Luego vino lo del agua. El agua del pozo siempre era dulce y clara salvo cuando el tiempo había sido excepcionalmente seco. Aquella semana había empezado a tornarse marronácea como la turba y tenía un sabor extraño, algo amargo y chamuscado, como si las hojas muertas se hubiesen colado por el cilindro. No hicimos caso durante un día o dos pero iba empeorando. Incluso madre, cuya alucinación había concluido por fin, se dio cuenta.
—Tal vez haya entrado algo en el agua —sugirió.
La miramos con nuestra inexpresividad habitual.
—Iré a echar un vistazo —decidió.
Esperábamos que nos descubrieran con una expresión externa de estoicismo.
—No puede probar nada —dijo Cassis desesperado—. No puede saberlo.
Reine gimió.
—Lo sabrá, lo sabrá. Lo encontrará todo y lo sabrá…
Cassis se mordió los puños con ferocidad para evitar echarse a gritar.
—¿Por qué no nos dijiste que había café en el paquete? —se lamentó—. ¿Es que no piensas?
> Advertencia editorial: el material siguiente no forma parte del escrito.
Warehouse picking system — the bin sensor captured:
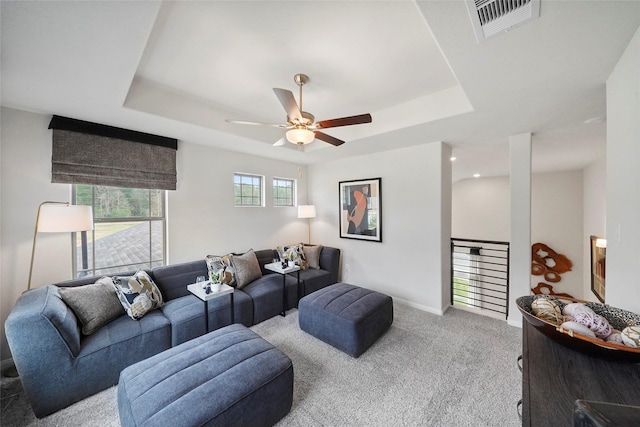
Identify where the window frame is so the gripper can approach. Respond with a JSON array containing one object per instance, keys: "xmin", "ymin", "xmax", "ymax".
[
  {"xmin": 271, "ymin": 176, "xmax": 298, "ymax": 208},
  {"xmin": 233, "ymin": 172, "xmax": 265, "ymax": 208},
  {"xmin": 71, "ymin": 184, "xmax": 168, "ymax": 278}
]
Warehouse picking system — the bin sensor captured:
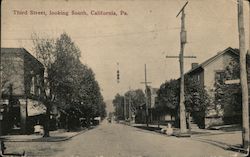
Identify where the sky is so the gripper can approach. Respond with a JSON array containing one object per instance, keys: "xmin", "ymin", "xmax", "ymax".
[{"xmin": 1, "ymin": 0, "xmax": 250, "ymax": 111}]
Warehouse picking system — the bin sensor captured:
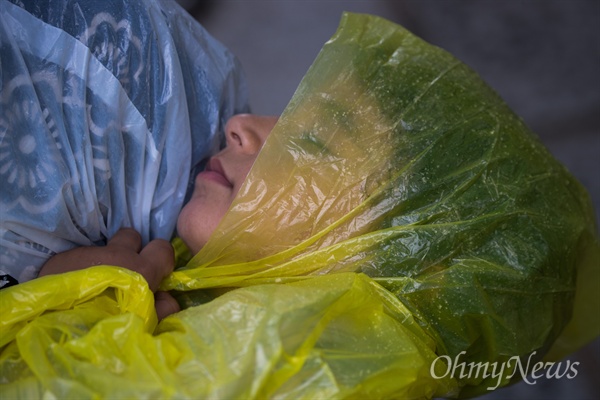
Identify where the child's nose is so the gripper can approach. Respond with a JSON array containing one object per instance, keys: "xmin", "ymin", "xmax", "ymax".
[{"xmin": 225, "ymin": 114, "xmax": 277, "ymax": 154}]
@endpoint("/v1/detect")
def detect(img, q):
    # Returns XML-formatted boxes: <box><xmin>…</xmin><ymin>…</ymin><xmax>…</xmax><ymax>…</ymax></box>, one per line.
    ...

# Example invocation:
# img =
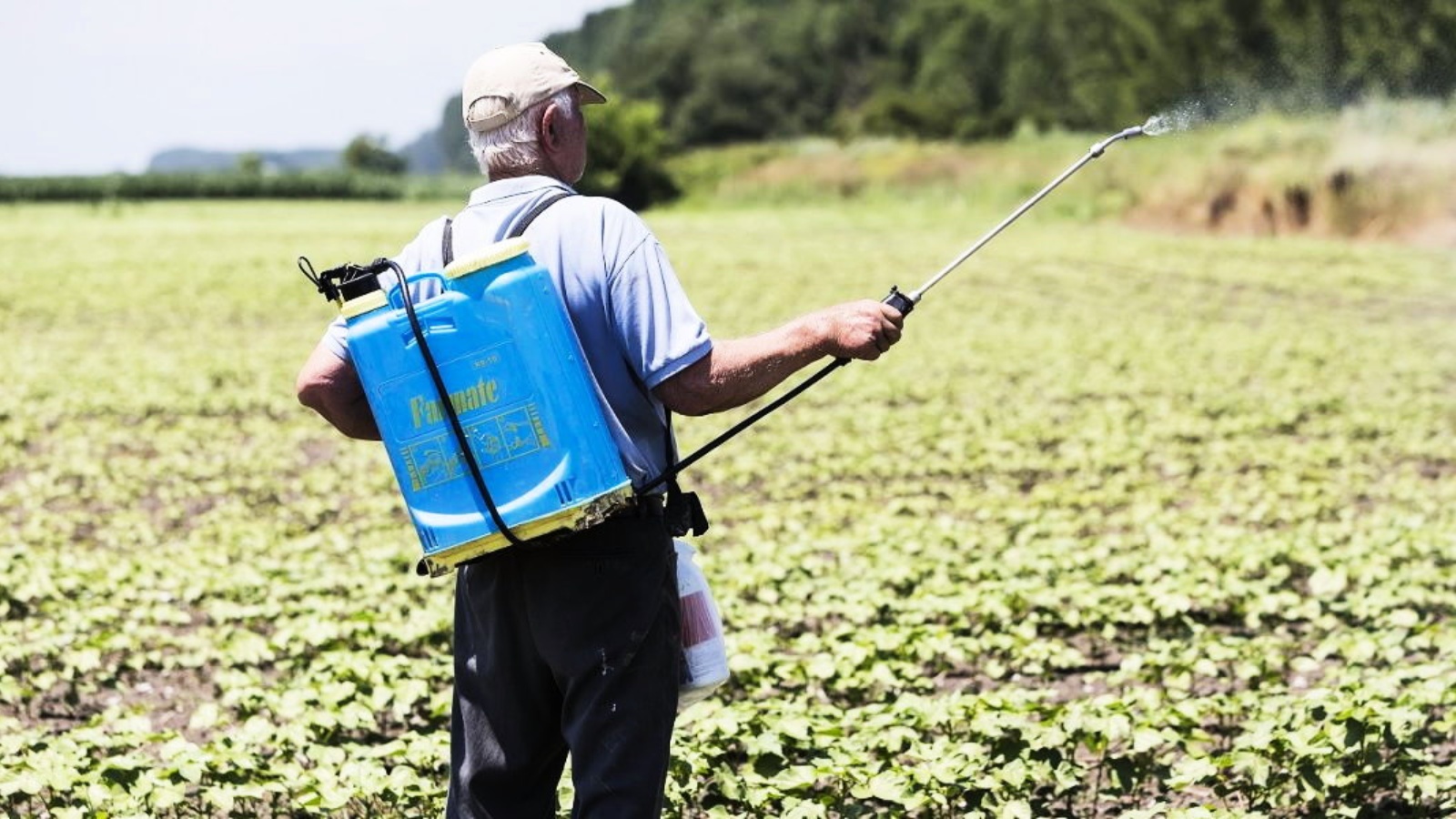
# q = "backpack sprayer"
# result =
<box><xmin>638</xmin><ymin>116</ymin><xmax>1147</xmax><ymax>491</ymax></box>
<box><xmin>300</xmin><ymin>116</ymin><xmax>1167</xmax><ymax>574</ymax></box>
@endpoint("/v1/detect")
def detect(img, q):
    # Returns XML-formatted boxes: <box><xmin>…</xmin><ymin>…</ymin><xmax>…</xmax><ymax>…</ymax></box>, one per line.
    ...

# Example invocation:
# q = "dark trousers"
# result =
<box><xmin>447</xmin><ymin>514</ymin><xmax>682</xmax><ymax>819</ymax></box>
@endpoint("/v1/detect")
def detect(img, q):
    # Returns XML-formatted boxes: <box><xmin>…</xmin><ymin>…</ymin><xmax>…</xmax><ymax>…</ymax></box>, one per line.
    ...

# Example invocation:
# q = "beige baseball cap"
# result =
<box><xmin>460</xmin><ymin>42</ymin><xmax>607</xmax><ymax>131</ymax></box>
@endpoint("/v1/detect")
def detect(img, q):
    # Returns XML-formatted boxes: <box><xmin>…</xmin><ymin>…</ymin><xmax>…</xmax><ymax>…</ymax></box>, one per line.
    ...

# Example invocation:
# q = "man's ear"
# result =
<box><xmin>541</xmin><ymin>102</ymin><xmax>561</xmax><ymax>148</ymax></box>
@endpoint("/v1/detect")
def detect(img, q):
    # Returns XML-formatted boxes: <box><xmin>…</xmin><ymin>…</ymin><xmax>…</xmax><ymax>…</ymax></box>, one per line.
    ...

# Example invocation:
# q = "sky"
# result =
<box><xmin>0</xmin><ymin>0</ymin><xmax>626</xmax><ymax>177</ymax></box>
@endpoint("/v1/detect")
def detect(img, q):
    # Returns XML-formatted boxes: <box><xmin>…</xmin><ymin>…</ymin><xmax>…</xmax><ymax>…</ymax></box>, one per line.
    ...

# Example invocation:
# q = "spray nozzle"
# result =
<box><xmin>1087</xmin><ymin>116</ymin><xmax>1156</xmax><ymax>156</ymax></box>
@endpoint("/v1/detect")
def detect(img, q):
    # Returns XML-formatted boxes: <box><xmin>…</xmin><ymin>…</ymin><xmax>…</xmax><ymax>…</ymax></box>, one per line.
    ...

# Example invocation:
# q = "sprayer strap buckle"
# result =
<box><xmin>619</xmin><ymin>494</ymin><xmax>667</xmax><ymax>518</ymax></box>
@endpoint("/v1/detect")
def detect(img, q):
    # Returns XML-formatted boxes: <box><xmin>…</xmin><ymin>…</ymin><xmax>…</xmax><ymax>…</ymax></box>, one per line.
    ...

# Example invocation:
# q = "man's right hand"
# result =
<box><xmin>805</xmin><ymin>298</ymin><xmax>905</xmax><ymax>361</ymax></box>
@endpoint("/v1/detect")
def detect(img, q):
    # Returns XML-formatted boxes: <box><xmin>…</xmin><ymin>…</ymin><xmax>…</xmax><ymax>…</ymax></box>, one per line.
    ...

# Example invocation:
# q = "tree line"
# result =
<box><xmin>548</xmin><ymin>0</ymin><xmax>1456</xmax><ymax>147</ymax></box>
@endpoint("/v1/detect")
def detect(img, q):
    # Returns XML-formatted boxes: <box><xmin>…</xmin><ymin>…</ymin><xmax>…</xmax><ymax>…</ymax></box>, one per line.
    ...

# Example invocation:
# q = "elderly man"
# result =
<box><xmin>298</xmin><ymin>44</ymin><xmax>903</xmax><ymax>819</ymax></box>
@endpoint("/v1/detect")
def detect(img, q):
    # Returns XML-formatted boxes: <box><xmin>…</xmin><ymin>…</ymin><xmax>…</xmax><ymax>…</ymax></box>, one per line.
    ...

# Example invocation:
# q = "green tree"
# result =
<box><xmin>344</xmin><ymin>134</ymin><xmax>410</xmax><ymax>177</ymax></box>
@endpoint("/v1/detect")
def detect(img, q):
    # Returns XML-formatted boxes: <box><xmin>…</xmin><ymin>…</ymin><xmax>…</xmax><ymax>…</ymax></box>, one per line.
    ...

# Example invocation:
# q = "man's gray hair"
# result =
<box><xmin>466</xmin><ymin>87</ymin><xmax>577</xmax><ymax>177</ymax></box>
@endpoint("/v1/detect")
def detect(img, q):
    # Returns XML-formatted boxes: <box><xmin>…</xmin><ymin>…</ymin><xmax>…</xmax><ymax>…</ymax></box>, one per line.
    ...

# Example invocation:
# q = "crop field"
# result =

Encogí los hombros. Sólo yo, de los tres, permanecía serena.
El descubrimiento no llegó a producirse. Madre regresó del pozo con un cubo lleno de hojas muertas y proclamó que el agua estaba limpia.
—Probablemente sea el sedimento a causa de la crecida del río —anunció, casi jovial—. Cuando baje el nivel, el agua volverá a ser clara. Ya lo veréis.
Luego volvió a poner la tapa del pozo y se puso la llave en el cinturón. No tuvimos oportunidad de volverlo a mirar.
—El paquete debe de haberse hundido hasta el fondo —resolvió Cassis al fin—. Era pesado, ¿no? No podría verlo a menos que el pozo se secase. —Todos sabíamos que había pocas probabilidades de que eso sucediese. Y para el próximo verano, el contenido del paquete habría quedado reducido a una masa blanda y espesa en el fondo del pozo—. Estamos a salvo —dijo Cassis.